There are a number of algorithms outlined in the literature. These algorithms produce either a single values for each missing data-point, e.g. mean, modal, median, or they produce a number of possible values for each missing data-point, e.g. K-NearestNeighbour. BrailsPlusPlus algorithms produce the latter.
When multiple possible values are generated or exist for any feature of an Asset in the inventory that feature has a list of possible options, e.g. constype in above example.
For the imputation algorithms specifically, if the list of possible options all result in the same value for a certain feature, a single value is provided, e.g. eraBuilt in the above example.

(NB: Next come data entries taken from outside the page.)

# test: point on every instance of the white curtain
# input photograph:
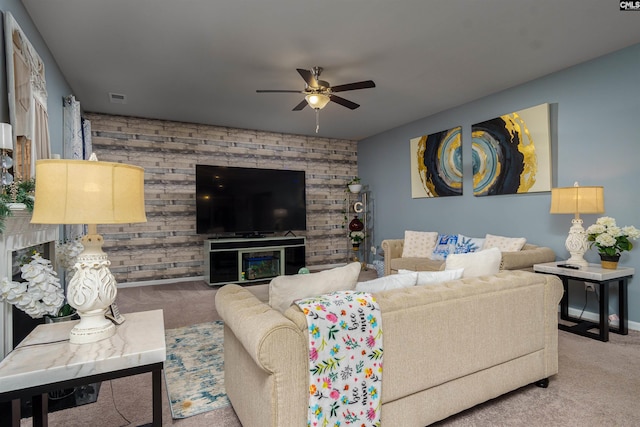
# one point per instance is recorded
(76, 133)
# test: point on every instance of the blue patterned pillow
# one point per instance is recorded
(445, 245)
(465, 244)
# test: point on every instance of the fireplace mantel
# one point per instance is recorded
(18, 234)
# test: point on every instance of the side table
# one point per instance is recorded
(46, 361)
(593, 273)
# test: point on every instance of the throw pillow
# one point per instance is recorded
(505, 244)
(445, 245)
(465, 244)
(418, 244)
(433, 277)
(482, 263)
(283, 290)
(394, 281)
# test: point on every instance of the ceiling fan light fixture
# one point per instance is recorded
(317, 101)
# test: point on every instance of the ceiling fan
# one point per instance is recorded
(318, 92)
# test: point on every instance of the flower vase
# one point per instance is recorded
(609, 262)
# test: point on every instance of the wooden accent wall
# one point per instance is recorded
(167, 246)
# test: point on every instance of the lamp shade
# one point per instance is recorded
(317, 100)
(577, 200)
(88, 192)
(6, 141)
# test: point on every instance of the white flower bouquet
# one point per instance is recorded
(610, 239)
(41, 294)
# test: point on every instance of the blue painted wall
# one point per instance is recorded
(57, 86)
(595, 124)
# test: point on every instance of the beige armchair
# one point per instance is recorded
(520, 260)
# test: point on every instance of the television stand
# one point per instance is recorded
(252, 259)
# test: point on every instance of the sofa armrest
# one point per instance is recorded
(266, 335)
(524, 259)
(392, 249)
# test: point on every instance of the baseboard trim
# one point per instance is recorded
(595, 317)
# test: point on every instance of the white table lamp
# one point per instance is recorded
(89, 192)
(577, 200)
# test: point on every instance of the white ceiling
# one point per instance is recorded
(201, 61)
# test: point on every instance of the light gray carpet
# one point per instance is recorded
(598, 383)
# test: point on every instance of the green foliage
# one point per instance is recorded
(16, 192)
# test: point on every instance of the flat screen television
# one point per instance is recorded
(249, 201)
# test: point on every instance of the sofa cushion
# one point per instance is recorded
(465, 244)
(416, 264)
(283, 290)
(394, 281)
(482, 263)
(505, 244)
(433, 277)
(445, 245)
(419, 244)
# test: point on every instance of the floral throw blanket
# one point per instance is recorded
(345, 359)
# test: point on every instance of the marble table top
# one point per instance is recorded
(46, 355)
(591, 272)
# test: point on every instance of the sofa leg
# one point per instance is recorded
(543, 383)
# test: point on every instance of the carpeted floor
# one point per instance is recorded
(598, 383)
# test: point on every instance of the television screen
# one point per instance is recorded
(249, 201)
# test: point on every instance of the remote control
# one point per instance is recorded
(572, 267)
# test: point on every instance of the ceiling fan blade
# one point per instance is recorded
(308, 77)
(354, 86)
(278, 91)
(300, 106)
(344, 102)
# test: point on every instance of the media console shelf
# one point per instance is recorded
(252, 259)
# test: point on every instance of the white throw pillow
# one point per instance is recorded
(432, 277)
(393, 281)
(505, 244)
(445, 245)
(482, 263)
(283, 290)
(419, 244)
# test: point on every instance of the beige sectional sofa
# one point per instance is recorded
(447, 347)
(519, 260)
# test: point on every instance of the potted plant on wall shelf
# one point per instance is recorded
(15, 196)
(41, 295)
(611, 240)
(356, 238)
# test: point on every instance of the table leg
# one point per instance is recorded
(604, 311)
(156, 386)
(15, 412)
(40, 405)
(564, 302)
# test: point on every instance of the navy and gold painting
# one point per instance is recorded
(436, 164)
(511, 153)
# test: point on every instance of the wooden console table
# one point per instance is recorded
(593, 273)
(46, 361)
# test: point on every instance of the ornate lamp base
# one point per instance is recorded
(91, 291)
(577, 244)
(93, 327)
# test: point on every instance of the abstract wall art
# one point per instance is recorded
(436, 164)
(511, 153)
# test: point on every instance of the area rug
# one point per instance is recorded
(194, 370)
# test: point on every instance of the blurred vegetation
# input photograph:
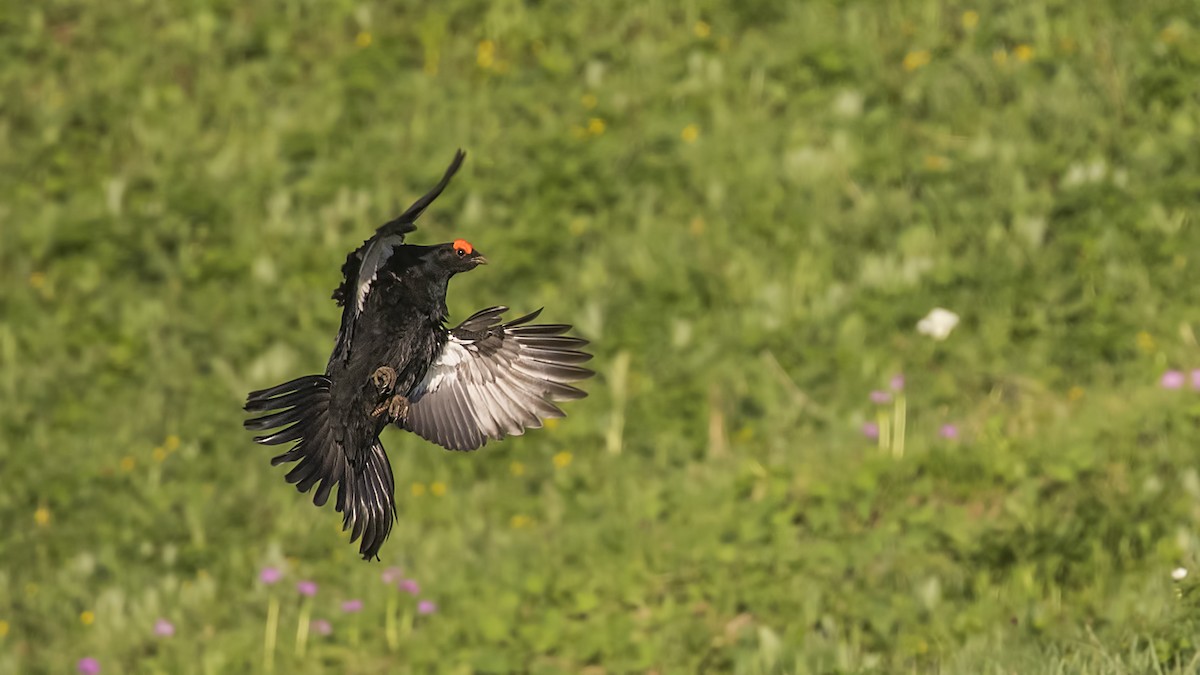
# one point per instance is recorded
(747, 205)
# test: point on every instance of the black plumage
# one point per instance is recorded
(394, 362)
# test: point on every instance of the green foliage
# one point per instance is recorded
(747, 205)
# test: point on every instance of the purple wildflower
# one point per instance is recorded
(391, 575)
(163, 628)
(269, 575)
(1173, 380)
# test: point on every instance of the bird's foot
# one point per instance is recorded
(384, 378)
(396, 408)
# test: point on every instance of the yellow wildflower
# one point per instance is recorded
(913, 60)
(485, 54)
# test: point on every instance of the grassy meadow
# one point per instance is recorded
(747, 205)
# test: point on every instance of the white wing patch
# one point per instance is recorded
(443, 366)
(493, 381)
(373, 260)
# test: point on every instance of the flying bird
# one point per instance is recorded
(395, 362)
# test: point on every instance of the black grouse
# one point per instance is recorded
(395, 362)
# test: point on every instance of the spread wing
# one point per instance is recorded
(363, 266)
(493, 380)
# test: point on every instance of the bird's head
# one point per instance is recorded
(457, 256)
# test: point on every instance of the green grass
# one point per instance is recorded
(747, 205)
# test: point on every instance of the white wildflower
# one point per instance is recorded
(939, 323)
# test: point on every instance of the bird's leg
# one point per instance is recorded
(384, 378)
(396, 408)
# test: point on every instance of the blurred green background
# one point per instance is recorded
(747, 205)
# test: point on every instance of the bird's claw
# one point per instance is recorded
(384, 378)
(396, 408)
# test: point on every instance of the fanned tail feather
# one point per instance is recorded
(299, 411)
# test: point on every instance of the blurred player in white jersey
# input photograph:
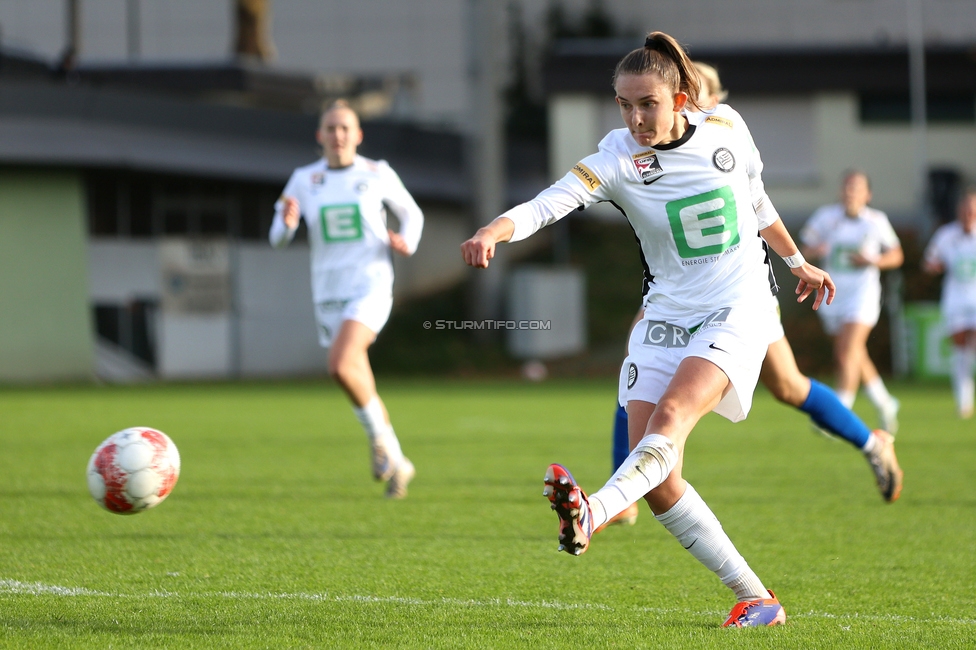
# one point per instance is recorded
(952, 251)
(690, 184)
(784, 380)
(855, 242)
(344, 199)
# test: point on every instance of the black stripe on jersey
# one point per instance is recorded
(674, 144)
(773, 286)
(648, 278)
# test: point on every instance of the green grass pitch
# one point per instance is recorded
(276, 536)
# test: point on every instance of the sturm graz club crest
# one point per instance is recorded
(648, 166)
(631, 375)
(723, 160)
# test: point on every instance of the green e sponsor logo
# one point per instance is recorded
(705, 224)
(341, 223)
(965, 269)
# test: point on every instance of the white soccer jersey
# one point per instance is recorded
(696, 206)
(869, 233)
(955, 250)
(347, 230)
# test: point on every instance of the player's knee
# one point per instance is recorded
(789, 390)
(341, 369)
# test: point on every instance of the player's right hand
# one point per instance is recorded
(478, 250)
(291, 212)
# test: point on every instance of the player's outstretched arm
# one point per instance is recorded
(285, 223)
(479, 250)
(811, 279)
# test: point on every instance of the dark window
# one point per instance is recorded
(137, 204)
(882, 109)
(102, 208)
(140, 206)
(130, 326)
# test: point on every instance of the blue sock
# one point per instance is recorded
(621, 441)
(828, 413)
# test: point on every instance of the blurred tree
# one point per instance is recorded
(252, 30)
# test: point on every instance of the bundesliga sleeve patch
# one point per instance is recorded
(721, 121)
(586, 175)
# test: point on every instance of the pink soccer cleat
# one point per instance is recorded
(569, 502)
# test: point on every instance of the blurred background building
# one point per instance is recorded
(142, 145)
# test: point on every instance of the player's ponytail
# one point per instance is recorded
(665, 56)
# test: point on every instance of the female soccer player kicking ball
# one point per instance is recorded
(343, 199)
(690, 185)
(784, 380)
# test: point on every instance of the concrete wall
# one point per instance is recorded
(429, 39)
(271, 330)
(45, 321)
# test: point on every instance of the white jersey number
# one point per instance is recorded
(705, 224)
(341, 223)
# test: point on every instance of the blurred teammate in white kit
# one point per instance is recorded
(344, 199)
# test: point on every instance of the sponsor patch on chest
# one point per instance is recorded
(586, 175)
(647, 164)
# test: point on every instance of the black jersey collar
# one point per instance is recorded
(674, 144)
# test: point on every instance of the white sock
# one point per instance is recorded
(963, 360)
(377, 429)
(877, 393)
(697, 529)
(646, 468)
(846, 398)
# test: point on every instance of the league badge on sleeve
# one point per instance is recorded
(723, 160)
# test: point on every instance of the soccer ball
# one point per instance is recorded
(133, 470)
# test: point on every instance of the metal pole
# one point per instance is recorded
(915, 30)
(133, 32)
(486, 143)
(73, 32)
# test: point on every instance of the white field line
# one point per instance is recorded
(39, 589)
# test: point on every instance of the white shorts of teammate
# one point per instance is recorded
(959, 318)
(733, 338)
(854, 304)
(365, 297)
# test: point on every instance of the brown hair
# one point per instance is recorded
(665, 56)
(712, 84)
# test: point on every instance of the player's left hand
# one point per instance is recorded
(398, 243)
(813, 279)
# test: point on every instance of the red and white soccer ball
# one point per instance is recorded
(133, 470)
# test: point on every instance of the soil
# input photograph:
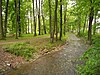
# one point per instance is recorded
(9, 61)
(61, 62)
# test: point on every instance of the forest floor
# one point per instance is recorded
(62, 62)
(9, 61)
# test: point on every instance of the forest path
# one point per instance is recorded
(62, 62)
(29, 39)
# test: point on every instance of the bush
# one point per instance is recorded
(91, 59)
(20, 49)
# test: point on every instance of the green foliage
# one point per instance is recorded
(20, 49)
(91, 59)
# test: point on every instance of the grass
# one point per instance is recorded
(23, 37)
(20, 49)
(91, 59)
(33, 45)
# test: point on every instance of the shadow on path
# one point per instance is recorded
(62, 62)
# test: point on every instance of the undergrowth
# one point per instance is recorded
(91, 59)
(20, 49)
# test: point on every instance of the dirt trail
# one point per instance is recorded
(62, 62)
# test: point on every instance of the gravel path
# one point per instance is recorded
(61, 62)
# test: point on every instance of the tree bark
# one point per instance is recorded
(65, 19)
(39, 24)
(84, 23)
(60, 19)
(50, 19)
(94, 27)
(1, 25)
(44, 26)
(16, 11)
(19, 18)
(6, 16)
(90, 24)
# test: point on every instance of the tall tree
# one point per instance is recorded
(91, 14)
(39, 24)
(60, 19)
(1, 25)
(65, 10)
(19, 25)
(44, 26)
(50, 20)
(34, 20)
(16, 11)
(6, 16)
(55, 21)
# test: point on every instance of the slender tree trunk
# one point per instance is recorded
(19, 18)
(28, 26)
(34, 20)
(50, 19)
(44, 26)
(6, 16)
(60, 19)
(65, 19)
(90, 24)
(79, 25)
(39, 24)
(94, 27)
(55, 20)
(16, 11)
(84, 23)
(1, 25)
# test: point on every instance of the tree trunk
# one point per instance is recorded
(16, 11)
(44, 27)
(1, 25)
(39, 24)
(94, 27)
(65, 19)
(6, 16)
(60, 19)
(19, 18)
(90, 24)
(34, 20)
(84, 24)
(79, 25)
(55, 21)
(50, 20)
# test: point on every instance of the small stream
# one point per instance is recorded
(62, 62)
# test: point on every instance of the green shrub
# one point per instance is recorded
(20, 49)
(91, 59)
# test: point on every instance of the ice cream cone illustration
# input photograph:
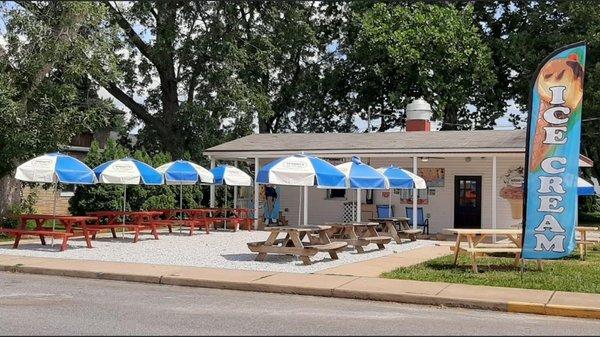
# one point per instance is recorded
(567, 73)
(512, 192)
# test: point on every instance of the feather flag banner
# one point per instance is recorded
(552, 159)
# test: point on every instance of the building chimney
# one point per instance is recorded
(418, 114)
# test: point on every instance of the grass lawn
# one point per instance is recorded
(569, 274)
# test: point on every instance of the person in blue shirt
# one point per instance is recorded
(270, 197)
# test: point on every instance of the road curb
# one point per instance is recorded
(337, 292)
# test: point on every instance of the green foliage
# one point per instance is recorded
(569, 274)
(139, 197)
(26, 206)
(46, 96)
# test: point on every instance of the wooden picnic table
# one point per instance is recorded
(292, 243)
(68, 221)
(357, 234)
(474, 238)
(583, 241)
(389, 228)
(139, 221)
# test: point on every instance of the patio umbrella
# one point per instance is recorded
(361, 176)
(182, 172)
(127, 171)
(398, 178)
(54, 168)
(584, 187)
(302, 170)
(230, 176)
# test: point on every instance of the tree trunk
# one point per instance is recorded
(10, 193)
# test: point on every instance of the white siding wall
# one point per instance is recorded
(440, 206)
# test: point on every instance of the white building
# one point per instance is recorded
(474, 177)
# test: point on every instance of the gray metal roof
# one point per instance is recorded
(379, 143)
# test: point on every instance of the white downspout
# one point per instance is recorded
(212, 186)
(256, 191)
(415, 195)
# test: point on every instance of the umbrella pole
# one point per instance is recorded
(299, 206)
(305, 205)
(54, 210)
(124, 209)
(225, 207)
(180, 206)
(390, 203)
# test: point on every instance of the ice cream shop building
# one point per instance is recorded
(474, 178)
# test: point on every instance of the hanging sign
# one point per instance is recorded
(552, 158)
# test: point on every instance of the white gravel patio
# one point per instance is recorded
(219, 249)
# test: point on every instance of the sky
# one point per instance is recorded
(501, 123)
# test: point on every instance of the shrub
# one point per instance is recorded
(101, 197)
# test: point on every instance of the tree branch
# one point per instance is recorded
(137, 41)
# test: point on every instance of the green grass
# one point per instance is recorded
(569, 274)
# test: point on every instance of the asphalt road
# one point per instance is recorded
(40, 305)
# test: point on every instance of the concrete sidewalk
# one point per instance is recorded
(343, 286)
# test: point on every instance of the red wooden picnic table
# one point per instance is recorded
(138, 221)
(68, 221)
(240, 216)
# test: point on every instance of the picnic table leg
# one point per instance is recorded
(63, 246)
(390, 230)
(137, 234)
(298, 243)
(17, 239)
(153, 231)
(473, 254)
(456, 248)
(269, 242)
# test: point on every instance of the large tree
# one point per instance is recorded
(389, 54)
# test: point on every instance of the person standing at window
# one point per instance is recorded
(270, 197)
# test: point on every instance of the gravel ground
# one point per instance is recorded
(219, 249)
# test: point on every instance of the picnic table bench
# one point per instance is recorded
(292, 243)
(475, 245)
(357, 234)
(403, 229)
(139, 221)
(69, 222)
(583, 240)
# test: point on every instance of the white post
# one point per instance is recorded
(54, 210)
(235, 191)
(299, 206)
(256, 169)
(415, 195)
(212, 186)
(494, 196)
(358, 205)
(305, 205)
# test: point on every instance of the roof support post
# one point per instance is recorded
(235, 189)
(415, 195)
(212, 187)
(494, 195)
(256, 192)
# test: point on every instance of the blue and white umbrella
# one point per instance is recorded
(231, 175)
(183, 172)
(398, 178)
(127, 171)
(302, 170)
(401, 178)
(361, 176)
(584, 187)
(55, 168)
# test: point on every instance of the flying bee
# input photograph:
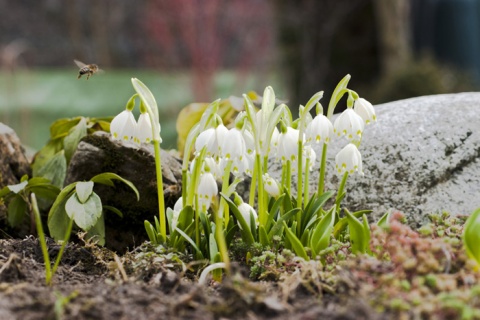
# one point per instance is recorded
(88, 69)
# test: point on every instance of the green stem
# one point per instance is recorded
(184, 187)
(68, 232)
(262, 212)
(197, 221)
(306, 187)
(321, 176)
(221, 242)
(41, 238)
(340, 195)
(300, 174)
(288, 177)
(225, 184)
(253, 185)
(161, 199)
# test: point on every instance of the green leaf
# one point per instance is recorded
(359, 236)
(45, 191)
(57, 217)
(83, 190)
(17, 209)
(70, 142)
(273, 210)
(45, 155)
(185, 217)
(16, 188)
(471, 236)
(55, 169)
(321, 235)
(62, 127)
(296, 243)
(337, 95)
(114, 210)
(152, 234)
(107, 178)
(84, 214)
(247, 235)
(97, 232)
(213, 248)
(384, 221)
(278, 226)
(342, 224)
(313, 208)
(4, 191)
(263, 236)
(192, 243)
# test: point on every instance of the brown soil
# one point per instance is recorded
(90, 284)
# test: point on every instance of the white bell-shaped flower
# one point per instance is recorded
(271, 185)
(309, 153)
(123, 126)
(233, 146)
(349, 160)
(365, 110)
(287, 148)
(248, 213)
(273, 148)
(143, 132)
(212, 138)
(207, 191)
(350, 125)
(319, 130)
(177, 208)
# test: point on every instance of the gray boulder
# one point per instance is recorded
(421, 157)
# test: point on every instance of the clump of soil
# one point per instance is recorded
(410, 275)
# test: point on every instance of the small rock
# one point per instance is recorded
(99, 153)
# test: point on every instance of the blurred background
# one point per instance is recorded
(199, 50)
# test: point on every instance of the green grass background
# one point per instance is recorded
(31, 100)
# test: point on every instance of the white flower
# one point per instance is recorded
(123, 126)
(207, 191)
(271, 185)
(350, 125)
(233, 146)
(349, 160)
(247, 212)
(212, 138)
(249, 142)
(287, 148)
(177, 208)
(320, 130)
(143, 132)
(273, 148)
(365, 110)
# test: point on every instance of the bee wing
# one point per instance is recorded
(79, 64)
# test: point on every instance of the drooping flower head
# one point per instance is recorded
(350, 125)
(123, 126)
(287, 148)
(319, 130)
(349, 160)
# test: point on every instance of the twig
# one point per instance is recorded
(9, 261)
(120, 268)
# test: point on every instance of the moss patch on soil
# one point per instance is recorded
(411, 274)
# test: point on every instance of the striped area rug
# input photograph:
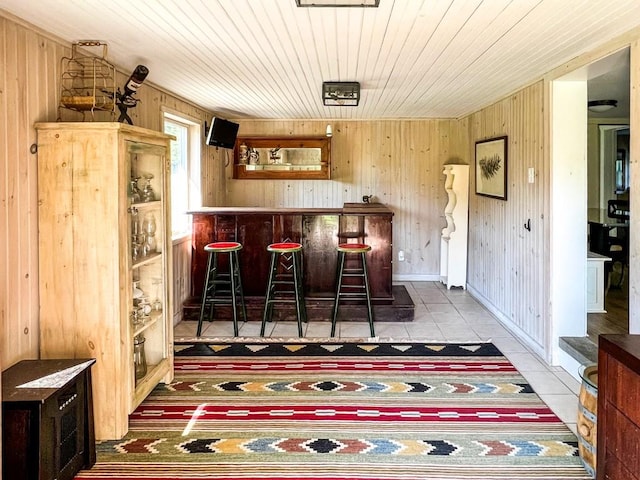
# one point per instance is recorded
(329, 411)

These possible values represented by a list are not only generated by imputation. They represent unknown quatntaties in the inventory, they can come from Processors, Inferers or user supplied datasets.
When multiple options in the workflow generate a number of samples field for one or more assets in the inventory, any option that generates samples is expected to generate the same number of samples as existing overriding users request to the contrary. With this enforced, the user can request from the inventory a set of distinct possible worlds.